Я написал про Люсю и забежал далеко вперед. Но иначе нельзя. Про Люсю невозможно рассказать кусочками. Теперь возвращаюсь к тому времени, на котором прервал рассказ, к осени 1954 года. Я вернулся во Фрунзе из первой своей отпускной поездки в Москву. Ехали мы с И. Г. Гришковым и его семейством, которое он перевозил из Орехова-Зуева. Я познакомился с Верой. Игорю было столько лет, сколько Наташке, а Таня едва вышла из младенческого состояния. Доехали благополучно. После московской погоды фрунзенский конец сентября показался чудесным. Иван Григорьевич сразу же включился в государственные экзамены, а я, на оных не занятый, получил предписание отправиться на сельскохозяйственные работы.
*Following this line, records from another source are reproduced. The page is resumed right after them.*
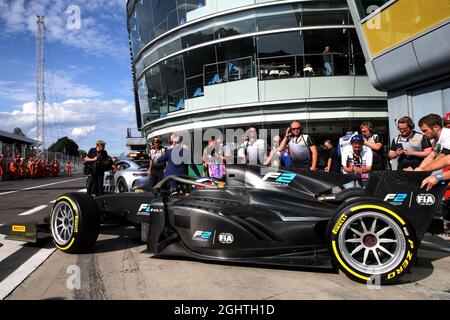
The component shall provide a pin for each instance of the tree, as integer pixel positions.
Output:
(19, 132)
(82, 153)
(65, 145)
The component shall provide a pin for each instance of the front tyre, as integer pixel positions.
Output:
(371, 242)
(74, 222)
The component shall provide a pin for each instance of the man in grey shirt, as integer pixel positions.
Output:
(302, 148)
(255, 149)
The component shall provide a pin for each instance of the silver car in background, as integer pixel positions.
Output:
(130, 173)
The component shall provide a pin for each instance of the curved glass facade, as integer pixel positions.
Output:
(264, 43)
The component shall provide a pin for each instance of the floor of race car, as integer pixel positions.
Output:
(120, 268)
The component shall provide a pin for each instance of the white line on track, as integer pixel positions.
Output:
(8, 247)
(37, 187)
(21, 273)
(27, 213)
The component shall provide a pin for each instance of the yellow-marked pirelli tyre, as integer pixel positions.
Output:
(371, 242)
(74, 222)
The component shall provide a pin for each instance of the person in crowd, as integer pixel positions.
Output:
(99, 160)
(155, 169)
(431, 127)
(175, 163)
(328, 61)
(68, 168)
(2, 171)
(285, 158)
(273, 160)
(213, 160)
(409, 147)
(308, 71)
(303, 150)
(333, 160)
(375, 143)
(357, 159)
(54, 168)
(255, 150)
(446, 120)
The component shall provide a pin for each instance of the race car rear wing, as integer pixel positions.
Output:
(402, 190)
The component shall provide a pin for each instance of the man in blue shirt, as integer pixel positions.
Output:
(99, 162)
(176, 163)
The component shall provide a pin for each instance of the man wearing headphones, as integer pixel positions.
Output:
(410, 146)
(431, 126)
(375, 143)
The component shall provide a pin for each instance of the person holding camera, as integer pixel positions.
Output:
(302, 148)
(409, 147)
(98, 161)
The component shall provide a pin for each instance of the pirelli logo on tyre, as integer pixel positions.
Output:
(404, 264)
(339, 223)
(75, 228)
(16, 228)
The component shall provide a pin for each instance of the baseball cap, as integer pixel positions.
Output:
(357, 139)
(446, 117)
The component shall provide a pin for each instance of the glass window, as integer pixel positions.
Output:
(279, 17)
(280, 44)
(236, 24)
(203, 32)
(157, 104)
(134, 33)
(366, 7)
(325, 17)
(145, 21)
(161, 11)
(172, 76)
(332, 61)
(143, 100)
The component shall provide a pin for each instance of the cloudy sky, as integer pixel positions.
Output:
(88, 73)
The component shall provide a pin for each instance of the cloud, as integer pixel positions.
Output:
(59, 83)
(82, 131)
(102, 26)
(83, 120)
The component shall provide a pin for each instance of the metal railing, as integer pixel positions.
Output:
(134, 133)
(309, 65)
(227, 71)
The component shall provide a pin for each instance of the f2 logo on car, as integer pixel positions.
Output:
(395, 197)
(280, 177)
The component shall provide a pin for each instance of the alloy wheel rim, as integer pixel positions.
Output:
(371, 242)
(62, 223)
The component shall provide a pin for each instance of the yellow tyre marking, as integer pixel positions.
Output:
(67, 247)
(70, 200)
(74, 207)
(371, 206)
(344, 265)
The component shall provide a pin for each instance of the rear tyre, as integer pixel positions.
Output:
(74, 222)
(350, 194)
(122, 186)
(371, 242)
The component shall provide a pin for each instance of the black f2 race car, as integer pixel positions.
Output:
(266, 216)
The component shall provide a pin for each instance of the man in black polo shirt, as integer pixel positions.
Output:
(99, 161)
(410, 146)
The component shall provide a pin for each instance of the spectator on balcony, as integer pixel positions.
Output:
(155, 169)
(328, 61)
(302, 148)
(255, 150)
(308, 71)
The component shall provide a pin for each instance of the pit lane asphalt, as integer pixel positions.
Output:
(24, 196)
(119, 267)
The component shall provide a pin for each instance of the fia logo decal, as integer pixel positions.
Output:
(226, 238)
(425, 199)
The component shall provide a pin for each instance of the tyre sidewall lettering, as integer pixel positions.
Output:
(397, 270)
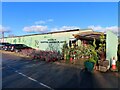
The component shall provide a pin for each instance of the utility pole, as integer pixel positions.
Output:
(3, 36)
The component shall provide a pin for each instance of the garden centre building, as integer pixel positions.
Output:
(53, 41)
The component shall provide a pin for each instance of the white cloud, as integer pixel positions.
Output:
(63, 28)
(99, 28)
(43, 21)
(4, 29)
(36, 28)
(50, 20)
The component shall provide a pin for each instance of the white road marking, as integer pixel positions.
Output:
(31, 78)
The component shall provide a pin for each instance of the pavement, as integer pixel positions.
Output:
(22, 72)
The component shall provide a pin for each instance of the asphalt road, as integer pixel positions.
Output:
(18, 72)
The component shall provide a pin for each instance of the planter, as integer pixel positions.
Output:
(89, 66)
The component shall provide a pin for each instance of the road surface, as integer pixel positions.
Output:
(18, 72)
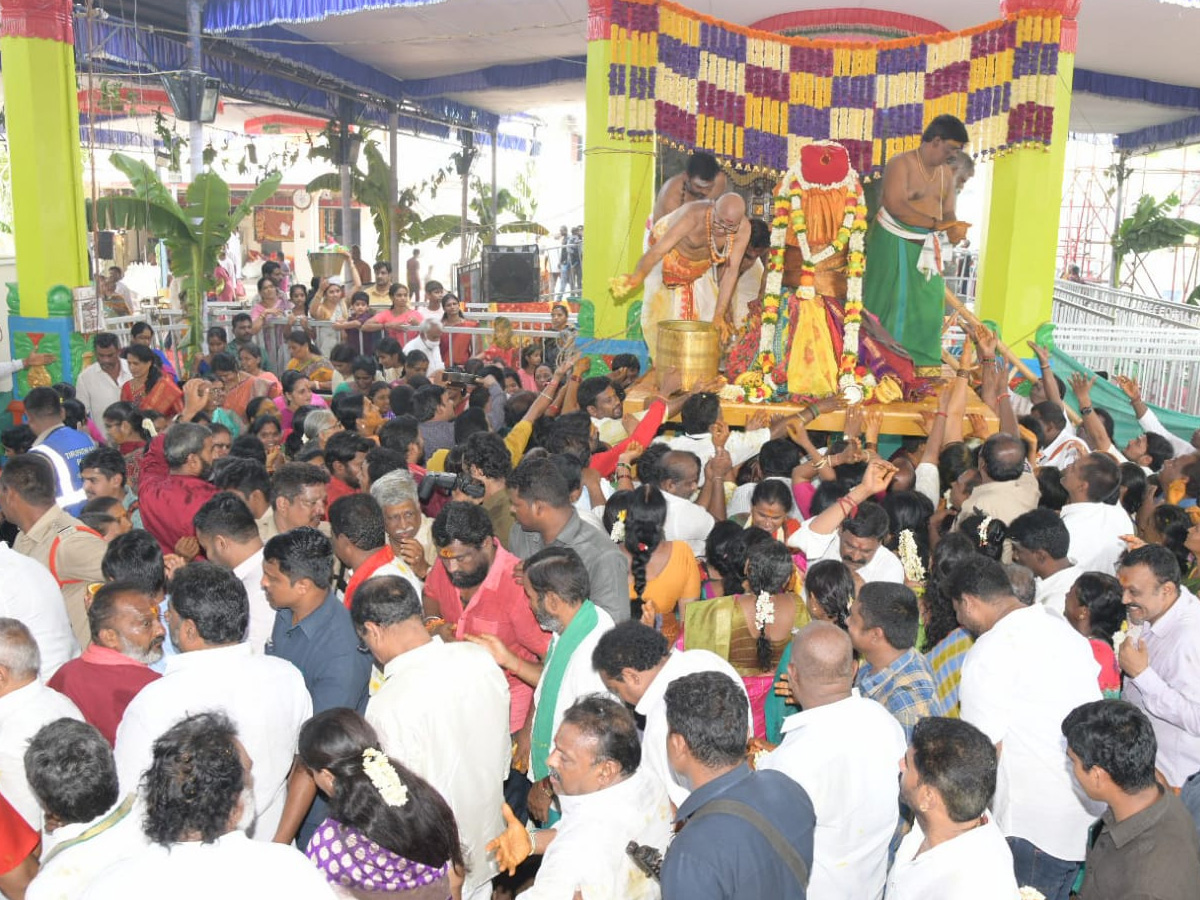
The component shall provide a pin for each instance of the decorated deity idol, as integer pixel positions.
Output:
(811, 336)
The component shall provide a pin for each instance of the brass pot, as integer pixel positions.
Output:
(691, 347)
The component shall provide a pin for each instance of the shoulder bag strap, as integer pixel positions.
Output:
(778, 843)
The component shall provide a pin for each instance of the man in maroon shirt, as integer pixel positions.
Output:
(472, 587)
(175, 484)
(126, 639)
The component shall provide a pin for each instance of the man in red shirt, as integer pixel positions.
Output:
(126, 640)
(174, 485)
(346, 453)
(472, 587)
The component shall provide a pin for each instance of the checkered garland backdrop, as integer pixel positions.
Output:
(753, 97)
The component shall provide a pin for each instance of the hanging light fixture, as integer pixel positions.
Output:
(193, 96)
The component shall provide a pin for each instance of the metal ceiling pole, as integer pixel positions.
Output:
(196, 129)
(394, 187)
(496, 142)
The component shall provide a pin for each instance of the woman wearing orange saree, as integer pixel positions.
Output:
(149, 388)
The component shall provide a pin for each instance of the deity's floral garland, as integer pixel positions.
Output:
(766, 376)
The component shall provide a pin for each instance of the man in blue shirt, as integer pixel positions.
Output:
(313, 631)
(745, 834)
(61, 445)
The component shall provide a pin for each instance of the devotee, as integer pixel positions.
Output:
(299, 497)
(702, 179)
(843, 750)
(853, 528)
(381, 809)
(1025, 672)
(346, 451)
(637, 665)
(1041, 543)
(360, 543)
(543, 509)
(955, 849)
(684, 245)
(473, 594)
(1006, 490)
(610, 804)
(25, 706)
(126, 639)
(745, 835)
(427, 341)
(71, 551)
(197, 786)
(215, 669)
(1146, 844)
(89, 825)
(31, 595)
(882, 625)
(61, 445)
(228, 535)
(409, 531)
(1062, 448)
(905, 286)
(557, 587)
(443, 708)
(1093, 517)
(100, 383)
(1158, 658)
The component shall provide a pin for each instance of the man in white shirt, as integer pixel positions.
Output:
(1041, 543)
(31, 595)
(429, 341)
(1062, 445)
(1159, 657)
(198, 783)
(228, 534)
(954, 850)
(25, 706)
(843, 750)
(89, 825)
(1093, 517)
(207, 616)
(637, 665)
(609, 801)
(100, 384)
(852, 531)
(443, 712)
(1026, 670)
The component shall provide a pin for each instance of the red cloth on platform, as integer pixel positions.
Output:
(101, 683)
(169, 503)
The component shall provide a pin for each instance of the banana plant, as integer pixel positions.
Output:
(192, 233)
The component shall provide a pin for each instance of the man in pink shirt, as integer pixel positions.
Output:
(473, 589)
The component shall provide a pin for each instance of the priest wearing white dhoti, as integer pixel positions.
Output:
(609, 801)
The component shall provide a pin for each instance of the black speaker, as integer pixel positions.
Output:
(510, 275)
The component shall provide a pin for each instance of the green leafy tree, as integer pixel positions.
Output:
(193, 233)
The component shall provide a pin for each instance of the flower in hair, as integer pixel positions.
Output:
(763, 611)
(983, 531)
(384, 778)
(618, 528)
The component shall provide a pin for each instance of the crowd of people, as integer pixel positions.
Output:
(373, 625)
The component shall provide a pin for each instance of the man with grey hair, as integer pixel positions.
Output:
(175, 484)
(409, 531)
(429, 341)
(843, 750)
(25, 706)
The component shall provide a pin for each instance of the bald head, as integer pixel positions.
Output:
(731, 208)
(822, 663)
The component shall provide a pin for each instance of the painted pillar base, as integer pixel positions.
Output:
(1017, 268)
(618, 196)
Из достаточно многочисленного коллектива института на это почетное поприще были отправлены: физик Юра Луканцевер, с которым у меня сложились хорошие отношения, историк партии Садык Найманбаев – мужчина с лицом, как задница, и разговаривавший дискантом, географ Садыгалы Мурзахметов – худой и щуплый, но производивший на свет детей, как конвейеры Форда – автомобили…
Пьяница и член партийного бюро института Лапухов проводил нашу компанию до райкома. Оттуда на полуторке нас привезли в какой-то совхоз. Доехали благополучно и разместились в большом сарае на соломе. В одном помещении собралось человек сорок мужчин и женщин. Из всех собравшихся только мы четверо имели высшее образование, а с ученой степенью и вовсе был я один. Тем не менее мы наглядно знаменовали собой тот бесспорный факт, что в условиях развитого социализма устранена противоположность между умственным и физическим трудом. (Так можно ликвидировать противоположность между мужчинами и женщинами, если первых кастрировать. Говорят, что опыты на сей счет начали проводить в Китае.) Нашу великолепную четверку поставили на зерно. Что это значит? Предстояло вынести из амбара много тонн зерна, взвесить его на весах и унести обратно. Я вспомнил антифашистский фильм «Болотные солдаты». К обеду мы отмотали себе руки, а конца нашей безусловно важной работе видно не было. Тем не менее мы с ней справились и нас перебросили на люцерну. Здесь мы наглядно представили себе комплексную механизацию сельскохозяйственного труда. Стоял комбайн и не двигался. Значит, его возил трактор. Уже комплекс. Подойдя к куче люцерны, он ее собрать не мог, потому что работал всего на 50 %, т. е. молотил, поэтому мы хватали люцерну вилами и бросали ее в комбайн. Второй комплекс. Нам повезло: Луканцевер обнаружил бахчу с неубранными арбузами. Это нас спасло. Никто из нас никогда не ел такого количества арбузов и никогда, разумеется, раньше так обильно не мочился. Мы ели арбузы или мочились. Вечерами Луканцевер и я в сопровождении работниц с фрунзенских фабрик шли в поле, садились на копны сена, пели хором русские народные песни. Чтобы не упасть со стога, я крепко держался за какую-нибудь представительницу рабочего класса: осуществлял смычку интеллигенции с пролетариатом, поднимался до уровня сознания рабочего класса, являющегося ведущей силой в условиях развитого социализма. Луканцевер косился на меня одним глазом, как конь из-за шор, и дрыгал ногами. Кажется, в это время Шелике учила его физике твердого тела. Проработали мы десять дней, получили высокую оценку своих трудовых подвигов и вернулись во Фрунзе. Женя меня не узнала: я оброс, как Добрыня Никитич, опаршивел, как пес, изображенный Блоком в поэме «Двенадцать», и продрог, как горькая рябина в декабре. Немного ожил после бани.